Jason Sandford
Jason Sandford is a reporter, writer, blogger and photographer interested in all things Asheville.
Here’s the story, with an Asheville connection:
RALEIGH, N.C. — After 14 years on death row, an inmate whose murder convictions were thrown out because investigators withheld evidence will soon be freed, his lawyer said Wednesday.
Attorney Frank Goldsmith said prosecutors have dropped murder charges against 40-year-old Glen Edward Chapman, whose convictions were thrown out last year.
“I’m feeling elation,” Goldsmith said as he was driving from Asheville to meet Chapman at the state’s Central Prison in Raleigh. “But in addition to the joy and the elation I feel, I also feel anger – anger for how long this wrong took to be righted.”

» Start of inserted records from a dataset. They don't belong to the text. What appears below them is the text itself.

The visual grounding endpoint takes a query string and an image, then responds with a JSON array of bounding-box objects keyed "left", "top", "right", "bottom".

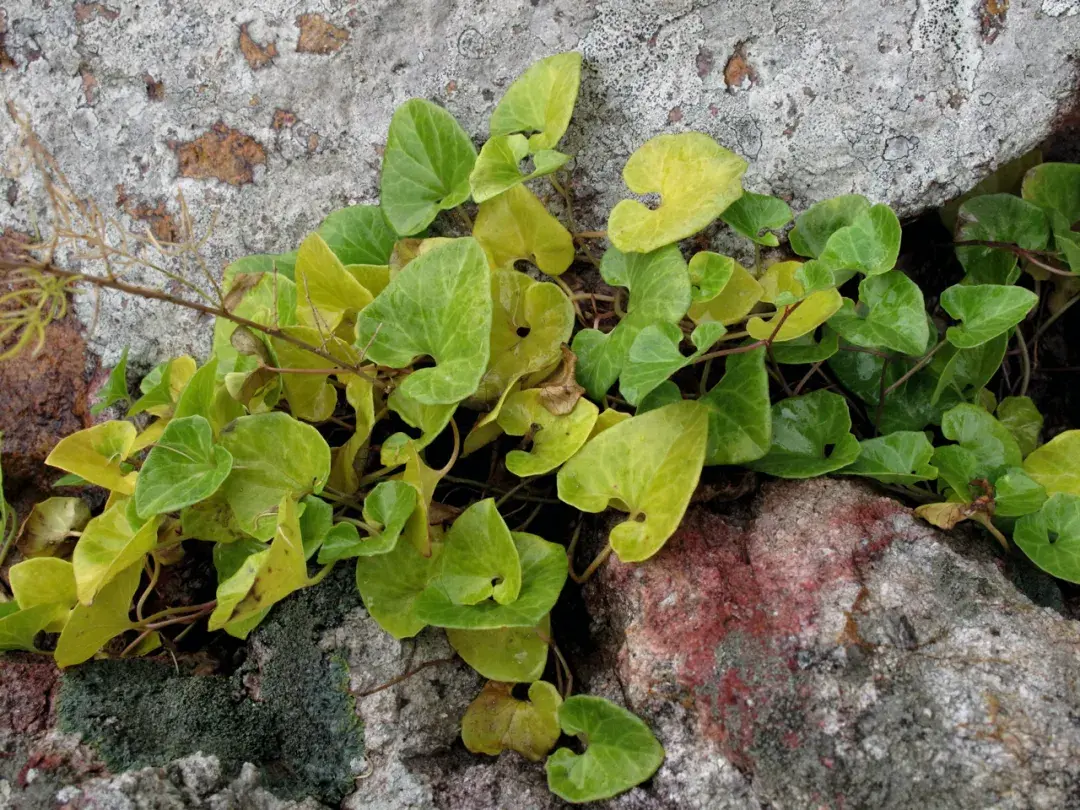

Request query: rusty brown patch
[
  {"left": 73, "top": 2, "right": 119, "bottom": 23},
  {"left": 668, "top": 106, "right": 684, "bottom": 124},
  {"left": 0, "top": 10, "right": 15, "bottom": 72},
  {"left": 295, "top": 13, "right": 349, "bottom": 55},
  {"left": 724, "top": 42, "right": 758, "bottom": 91},
  {"left": 239, "top": 22, "right": 277, "bottom": 70},
  {"left": 0, "top": 656, "right": 59, "bottom": 736},
  {"left": 114, "top": 184, "right": 179, "bottom": 243},
  {"left": 170, "top": 121, "right": 267, "bottom": 186},
  {"left": 144, "top": 73, "right": 164, "bottom": 101},
  {"left": 696, "top": 46, "right": 714, "bottom": 79},
  {"left": 78, "top": 65, "right": 98, "bottom": 106},
  {"left": 271, "top": 108, "right": 297, "bottom": 129},
  {"left": 979, "top": 0, "right": 1008, "bottom": 44}
]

Messages left seeking comment from Catawba County prosecutors were not immediately returned. Keith Acree, a spokesman for the state Department of Correction, said he did not know whether Chapman would be freed Wednesday but that officials were working with the courts to finalize his release.
Superior Court Judge Robert C. Ervin ruled in November that Chapman was offered ineffective assistance from his original attorneys and that evidence was lost, destroyed or withheld. He also said the lead detective in the case withheld evidence.
Chapman was convicted on two counts of first-degree murder and sentenced to die in 1994 for the killings of Betty Jean Ramseur, 31, and Tenene Yvette Conley, 28.
The women’s bodies were discovered within a week of one another in August 1992. Both had been left in vacant houses a quarter of a mile apart in Hickory, about 50 miles northwest of Charlotte.